The Senate on Monday overwhelmingly confirmed a former Bush White House lawyer who spent the last decade on the U.S. Sentencing Commission to a seat on a Washington, D.C. federal court.

WASHINGTON (CN) - The Senate on Monday overwhelmingly confirmed a former Bush White House lawyer who spent the last decade on the U.S. Sentencing Commission to a seat on a Washington, D.C. federal court.

The Senate sent Dabney Friedrich to the U.S. District Court for the District of Columbia with a 97-3 vote on Monday night, with only Sens. Kirsten Gillibrand, D-N.Y., Bernie Sanders, I-Vt., and Elizabeth Warren, D-Mass., voting against her.

Friedrich spent three years as associate counsel to former President George W. Bush before he appointed her to the United States Sentencing Commission in December 2006.

As a member of the panel, Friedrich helped craft sentencing guidelines and voted to retroactively apply the guidelines that reduced the disparity in sentences for crimes involving crack and powdered cocaine.

Speaking at the meeting when the commission voted to change the guidelines, Friedrich called the disparity in punishments for the two drugs an "injustice" and said the move would help "restore a greater fairness in sentencing."

Friedrich told Sen. Dick Durbin, D-Ill., in a written response to questions submitted after her nomination hearing that her time on the Sentencing Commission would be an asset to her on the bench.
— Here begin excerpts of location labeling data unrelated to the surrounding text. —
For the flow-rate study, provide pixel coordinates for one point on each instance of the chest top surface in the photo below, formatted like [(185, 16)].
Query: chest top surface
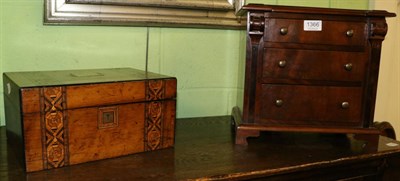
[(315, 10), (87, 76)]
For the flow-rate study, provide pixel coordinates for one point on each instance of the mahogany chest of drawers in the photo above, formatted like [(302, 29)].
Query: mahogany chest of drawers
[(59, 118), (310, 69)]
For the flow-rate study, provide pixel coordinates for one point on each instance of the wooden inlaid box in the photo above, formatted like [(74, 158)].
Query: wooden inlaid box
[(60, 118)]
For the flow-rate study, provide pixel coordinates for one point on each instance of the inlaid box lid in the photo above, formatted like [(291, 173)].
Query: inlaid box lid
[(84, 76)]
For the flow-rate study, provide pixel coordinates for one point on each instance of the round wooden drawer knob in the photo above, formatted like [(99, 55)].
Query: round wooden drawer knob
[(348, 67), (345, 105), (279, 103), (282, 64), (349, 33), (284, 31)]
"I believe that my experience as a commissioner provides me with insight into the aims and objectives of the federal sentencing regime that will prove valuable when I confront sentencing decisions," Friedrich wrote to Durbin in August.

Friedrich worked as a federal prosecutor in both California and Virginia before moving to Congress, where she served as counsel to Sen. Orrin Hatch, R-Utah, on the Senate Judiciary Committee.
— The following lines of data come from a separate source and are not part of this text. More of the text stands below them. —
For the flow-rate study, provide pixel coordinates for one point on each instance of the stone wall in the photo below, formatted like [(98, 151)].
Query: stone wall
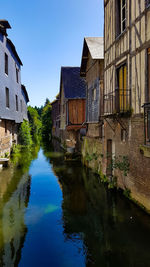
[(132, 146), (8, 136), (92, 153)]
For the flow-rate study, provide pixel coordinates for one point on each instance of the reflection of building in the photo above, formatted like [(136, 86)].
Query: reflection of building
[(56, 117), (14, 97), (97, 221), (92, 69), (12, 207), (72, 105)]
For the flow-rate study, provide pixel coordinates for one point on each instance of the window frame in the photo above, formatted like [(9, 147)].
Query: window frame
[(94, 94), (121, 5), (17, 106), (6, 64), (7, 97)]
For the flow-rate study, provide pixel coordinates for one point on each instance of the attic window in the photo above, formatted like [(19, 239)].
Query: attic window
[(17, 76), (120, 17), (7, 97), (148, 3), (16, 103)]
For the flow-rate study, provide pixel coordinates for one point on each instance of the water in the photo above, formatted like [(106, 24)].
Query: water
[(57, 213)]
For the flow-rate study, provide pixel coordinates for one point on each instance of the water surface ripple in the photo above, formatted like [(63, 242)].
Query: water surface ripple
[(57, 213)]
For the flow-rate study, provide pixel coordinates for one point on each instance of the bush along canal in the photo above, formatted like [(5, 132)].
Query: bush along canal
[(57, 213)]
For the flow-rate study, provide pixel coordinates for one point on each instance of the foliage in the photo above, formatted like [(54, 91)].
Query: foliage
[(25, 134), (121, 163), (35, 123), (21, 156), (46, 121)]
Former President Barack Obama renominated Friedrich to the Sentencing Commission in 2010 and she served on the commission until her term expired at the end of last year.

Trump nominated Friedrich to the D.C. federal bench in June after Republicans prevented Obama's choice from taking the seat during the blockade they put up against judicial nominees in the last year of his term.

Friedrich said in written responses to questions from lawmakers that she is not and has never been a member of the Federalist Society, the conservative organization that has had a hand in picking several of Trump’s nominees, including U.S. Supreme Court Justice Neil Gorsuch.

Her path through the Senate was relatively uncontroversial, as she cleared the Senate Judiciary Committee in a unanimous vote in September.

Like other Trump nominees who spent time in the Bush administration, senators probed Friedrich over her involvement in controversial decisions the administration made on the treatment and detention of suspected terrorists after the Sept. 11 terrorist attacks.

Sen. Sheldon Whitehouse, D-R.I., questioned why Friedrich once said the Bush administration's ability to detain American citizens as enemy combatants was "clear."

According to Whitehouse, Friedrich also described the living conditions for detainees as "among the best ever provided by a country to individuals who have taken up arms against it.”

Friedrich wrote to Whitehouse she made the remarks as part of her job as a White House lawyer and that they did not reflect her personal views, only the "administration's legal position at that time."

She also said she was not assigned issues involving the Department of Defense when she was at the White House.